Undeterred by the breakdown in the deal and with a biotech boom around him that helped InfoValley generate a lot of revenue, he pushed ahead with iGene on his own, until Mavcap invested in 2007.
He points out that Mavcap’s RM7 million -- for a 12% stake -- was just part of the RM28 million (US$9.1 million) that has been invested over the past eight years into R&D for the Digital Autopsy System. It is an incredible amount to be invested in by a small company but Chandran shrugs it off.
“If you are an entrepreneur and you believe in something, you will do anything you can to try and make that happen, and I just ploughed most of the profits from my other businesses back into this,” he says.
The recent announcement of an RM70-million (US$22.7-million) investment by Agensi Inovasi Malaysia (AIM) at a discounted valuation of RM200 million (US$64.98 million) certainly justifies the risk Chandran and Mavcap have taken.
Mavcap chief executive officer Jamaludin Bujang (pic) is elated with AIM’s investment, telling Digital News Asia that, “as a Series A investor, we are delighted to learn that there are other Malaysian investors willing to participate in the company's follow-on funding.
“This is rare in Malaysia and we really hope that there will be more investors like AIM in the future. They provide funding continuity and could lessen the burden faced by Mavcap in funding its portfolio companies.”
What is even sweeter about AIM’s investment is the RM200 million valuation. “For Mavcap, it's even more meaningful as AIM is entering at a higher valuation, thus validating the company's future growth potential,” Jamaludin adds.
That potential now rests on how well Chandran executes on the Digital Autopsy network he is building across the United Kingdom.

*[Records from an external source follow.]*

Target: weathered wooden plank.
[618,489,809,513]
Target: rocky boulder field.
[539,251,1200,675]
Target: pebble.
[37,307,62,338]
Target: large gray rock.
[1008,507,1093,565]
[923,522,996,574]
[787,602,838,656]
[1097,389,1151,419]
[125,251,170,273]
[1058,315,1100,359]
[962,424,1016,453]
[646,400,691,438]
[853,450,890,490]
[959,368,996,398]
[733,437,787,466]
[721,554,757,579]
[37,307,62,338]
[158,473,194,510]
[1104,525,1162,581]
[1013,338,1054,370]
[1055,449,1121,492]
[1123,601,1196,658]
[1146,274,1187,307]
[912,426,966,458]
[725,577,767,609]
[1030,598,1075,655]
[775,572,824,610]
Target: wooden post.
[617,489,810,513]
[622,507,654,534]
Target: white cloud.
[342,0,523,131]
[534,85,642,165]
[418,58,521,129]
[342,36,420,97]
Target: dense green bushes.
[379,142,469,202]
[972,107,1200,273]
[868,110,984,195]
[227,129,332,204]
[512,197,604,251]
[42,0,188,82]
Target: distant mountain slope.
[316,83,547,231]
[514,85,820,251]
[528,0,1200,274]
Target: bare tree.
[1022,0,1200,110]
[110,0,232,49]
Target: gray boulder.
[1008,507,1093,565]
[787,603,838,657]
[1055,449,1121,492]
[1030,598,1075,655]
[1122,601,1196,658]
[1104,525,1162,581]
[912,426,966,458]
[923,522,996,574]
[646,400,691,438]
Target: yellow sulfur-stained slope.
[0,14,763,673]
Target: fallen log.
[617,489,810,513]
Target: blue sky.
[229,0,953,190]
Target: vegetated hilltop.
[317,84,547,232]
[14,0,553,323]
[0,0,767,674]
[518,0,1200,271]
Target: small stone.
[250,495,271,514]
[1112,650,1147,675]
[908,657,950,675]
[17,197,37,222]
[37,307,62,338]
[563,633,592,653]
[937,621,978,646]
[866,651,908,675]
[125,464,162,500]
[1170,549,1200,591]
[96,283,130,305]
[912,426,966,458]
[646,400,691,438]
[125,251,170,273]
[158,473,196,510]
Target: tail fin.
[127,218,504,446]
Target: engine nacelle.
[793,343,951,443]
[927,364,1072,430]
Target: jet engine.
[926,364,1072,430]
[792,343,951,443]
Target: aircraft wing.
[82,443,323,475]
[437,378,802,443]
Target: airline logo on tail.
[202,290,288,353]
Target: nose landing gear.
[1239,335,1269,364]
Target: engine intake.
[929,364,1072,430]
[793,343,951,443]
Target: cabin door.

As we reported on Jan 29, iGene is currently building a Digital Autopsy System there, consisting of four full scale Digital Autopsy facilities and 14 Digital Autopsy scanning centers with all the information feeding into one data center – all based on the Build-Own-Operate model.
Chandran says iGene will charge ₤500 per case with the digital autopsy coming with a radiologist reading which will be sent back to the respective hospital coroners. As with the DNA Cancer kit, Chandran is rolling out a service, not selling a technology or a product.
Both Chandran and Jamaludin are excited about the possibilities of adopting the same model globally. While AIM's entry into iGene will help Chandran roll out his service in what Jamaludin describes as “the highly-lucrative, UK market,” both are hoping iGene can use the AIM investment as a springboard to enter the much-larger, European market later.
Jamaludin seems particularly excited. “We think iGene can go very far as we think the market is wide open with only a handful of players at the moment. It's a disruptive technology with wide application across the market and the service can be priced competitively against the current technology.
“We have every reason to believe that iGene will be successful in the future,” he adds.
There is a lot riding on Chandran being able to pull this off in the United Kingdom. If he does, the RM500 million valuation he says iGene has been potentially valued at may just come through.